A polícia disse anteriormente que era “especulativo” que Mountbatten-Windsor tenha enviado um relatório comercial a Epstein em 2010, quando o príncipe era enviado especial da Grã-Bretanha para o comércio internacional. Estes relatórios basearam-se em negociações entre os dois homens que se tornaram de conhecimento público quando o Departamento de Justiça dos EUA divulgou milhões de documentos na sua investigação sobre Epstein.
Mas os detetives renovaram o seu apelo por testemunhas devido ao receio de que o público possa pensar que estão apenas a investigar alegações ligadas a relatórios comerciais, quando na verdade poderiam cobrir uma lista mais ampla de má conduta em cargos públicos, informou a British Press Assn. relatado.
“A má conduta de um cargo público é um crime que pode assumir muitas formas, tornando a investigação difícil”, disse o subchefe Oliver Wright.
A má conduta em cargos públicos pode incluir o compartilhamento de informações financeiras confidenciais, má conduta financeira, negligência intencional do dever e má conduta. Também inclui corrupção e interferência imprópria, conflito de interesses, perversão do curso da justiça, desonestidade ou fraude ou conduta imprópria que conduza a ganhos pessoais.
A polícia disse que está investigando “múltiplos aspectos da suposta má conduta” após a divulgação dos documentos dos EUA e está trabalhando com o Departamento de Justiça para obter informações adicionais relacionadas à investigação.
O órgão divulgou uma atualização sobre sua investigação sobre as alegações de que uma mulher foi levada a um local em Windsor para fazer sexo em 2010.

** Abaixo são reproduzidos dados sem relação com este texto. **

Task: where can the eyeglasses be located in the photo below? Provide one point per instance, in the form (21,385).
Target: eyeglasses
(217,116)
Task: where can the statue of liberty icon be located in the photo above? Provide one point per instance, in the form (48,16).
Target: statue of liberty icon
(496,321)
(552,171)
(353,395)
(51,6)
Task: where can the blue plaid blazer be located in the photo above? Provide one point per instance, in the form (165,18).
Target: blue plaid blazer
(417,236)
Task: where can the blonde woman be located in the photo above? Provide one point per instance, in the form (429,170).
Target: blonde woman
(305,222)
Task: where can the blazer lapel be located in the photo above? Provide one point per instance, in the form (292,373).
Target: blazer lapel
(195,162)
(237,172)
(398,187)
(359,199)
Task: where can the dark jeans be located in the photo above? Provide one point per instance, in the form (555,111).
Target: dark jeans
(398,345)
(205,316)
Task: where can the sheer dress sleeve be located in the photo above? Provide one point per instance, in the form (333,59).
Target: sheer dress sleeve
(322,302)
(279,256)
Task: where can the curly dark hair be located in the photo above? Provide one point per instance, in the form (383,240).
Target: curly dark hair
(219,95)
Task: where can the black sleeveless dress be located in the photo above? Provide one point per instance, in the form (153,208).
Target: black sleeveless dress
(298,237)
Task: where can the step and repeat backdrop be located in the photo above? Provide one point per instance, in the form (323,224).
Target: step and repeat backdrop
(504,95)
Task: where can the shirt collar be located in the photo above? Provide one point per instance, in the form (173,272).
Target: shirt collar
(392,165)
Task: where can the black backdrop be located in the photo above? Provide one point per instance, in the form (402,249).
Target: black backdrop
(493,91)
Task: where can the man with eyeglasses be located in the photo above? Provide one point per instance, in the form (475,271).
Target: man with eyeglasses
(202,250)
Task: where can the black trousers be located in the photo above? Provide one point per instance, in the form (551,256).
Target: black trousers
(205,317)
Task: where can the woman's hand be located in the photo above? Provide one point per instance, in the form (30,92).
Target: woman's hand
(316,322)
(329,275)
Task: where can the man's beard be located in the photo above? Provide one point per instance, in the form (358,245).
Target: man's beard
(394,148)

“Se ele desejar fazer um boletim de ocorrência, será tratado com discrição e será tratado com cuidado, discrição e respeito por sua privacidade”, disse a polícia em comunicado.
O advogado da Flórida, Brad Edwards, disse à BBC em janeiro que estava representando uma mulher que disse que Epstein a enviou para a Inglaterra em 2010 para fazer sexo com Mountbatten-Windsor em sua casa em Windsor.
O rei Carlos III retirou o título de seu irmão mais novo no final do ano passado, enquanto tentava distanciar a família real das consequências do escândalo de Epstein. Os documentos mostram como o rico financista utilizou uma rede internacional de amigos ricos e poderosos para inspirar e abusar sexualmente de mulheres e raparigas jovens.
As consequências da publicação de documentos foram fortemente sentidas no Reino Unido, o que levou a escândalos sobre a forma como é utilizado pelos escalões superiores da sociedade, como a aristocracia, políticos de alto escalão e poderosos empresários.
Nove forças policiais do Reino Unido disseram que estão investigando possíveis irregularidades relacionadas a Epstein.
O ex-embaixador britânico nos EUA, Peter Mandelson, foi demitido no ano passado depois que documentos revelaram que ele tinha um relacionamento mais longo e profundo com Epstein do que havia reconhecido anteriormente.
Kirka escreve para a Associated Press.